I spiralled so far down that I could not see a way out. I was too deep, too numb to climb back up, but too broken to stay where I was. I became everything I hated, someone who smiled on the outside, pretended to have it all together, while inside, I was dying. I sought approval from others, as if that would fill the hole my mother had left in me. But nothing worked.

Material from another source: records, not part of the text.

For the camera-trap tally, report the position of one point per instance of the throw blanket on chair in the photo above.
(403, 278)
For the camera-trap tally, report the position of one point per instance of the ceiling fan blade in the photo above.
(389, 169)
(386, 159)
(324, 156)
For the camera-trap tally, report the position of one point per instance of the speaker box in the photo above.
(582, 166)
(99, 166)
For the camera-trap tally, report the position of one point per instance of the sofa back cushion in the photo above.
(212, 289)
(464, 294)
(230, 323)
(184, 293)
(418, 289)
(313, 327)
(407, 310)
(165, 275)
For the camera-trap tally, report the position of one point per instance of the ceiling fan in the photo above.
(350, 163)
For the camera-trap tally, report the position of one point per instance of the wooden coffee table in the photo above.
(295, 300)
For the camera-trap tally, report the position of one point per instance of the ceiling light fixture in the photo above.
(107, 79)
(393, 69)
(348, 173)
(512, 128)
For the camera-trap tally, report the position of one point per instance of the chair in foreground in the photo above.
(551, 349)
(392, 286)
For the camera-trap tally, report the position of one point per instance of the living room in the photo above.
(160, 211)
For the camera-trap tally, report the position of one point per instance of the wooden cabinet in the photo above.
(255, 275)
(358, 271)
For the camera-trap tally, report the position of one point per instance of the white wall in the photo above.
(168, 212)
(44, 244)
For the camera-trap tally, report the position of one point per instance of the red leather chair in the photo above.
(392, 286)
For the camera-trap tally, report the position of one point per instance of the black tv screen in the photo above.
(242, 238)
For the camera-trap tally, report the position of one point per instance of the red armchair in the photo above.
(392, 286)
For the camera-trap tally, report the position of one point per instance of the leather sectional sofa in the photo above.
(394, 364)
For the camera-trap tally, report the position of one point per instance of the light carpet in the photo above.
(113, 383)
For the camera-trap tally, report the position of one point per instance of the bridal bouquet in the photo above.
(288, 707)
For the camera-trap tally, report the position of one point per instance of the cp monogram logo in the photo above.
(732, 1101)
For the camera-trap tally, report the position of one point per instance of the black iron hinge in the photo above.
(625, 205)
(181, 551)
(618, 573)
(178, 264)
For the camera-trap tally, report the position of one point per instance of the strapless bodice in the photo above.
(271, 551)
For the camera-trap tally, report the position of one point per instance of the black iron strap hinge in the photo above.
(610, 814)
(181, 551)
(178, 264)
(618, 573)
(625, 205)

Nothing helped. I just needed it all to stop.
Now that I am eighteen, I see things differently. I have come to realise that my mother’s cruelty wasn’t entirely about me. It wasn’t because I was unworthy, or because I deserved it. It was because she herself was broken, carrying wounds she never knew how to heal. But that doesn’t make her actions right. It doesn’t make the pain she caused me any less real. Understanding this doesn’t absolve her, but it helps me make sense of it, and that is all I have left.
Through everything, I have learned one thing: the only person who can save me is me. I’ve learned to rely on myself, to trust that I am strong enough to rebuild, to keep going, even when the weight of the past feels like too much to bear. I am not the same girl who once sought validation in the wrong places. I am not the same girl who believed she wasn’t enough. The mistakes, the pain, the endless search for approval, they all shaped me. They taught me that I am enough, not because someone else says so, but because I now believe it for myself.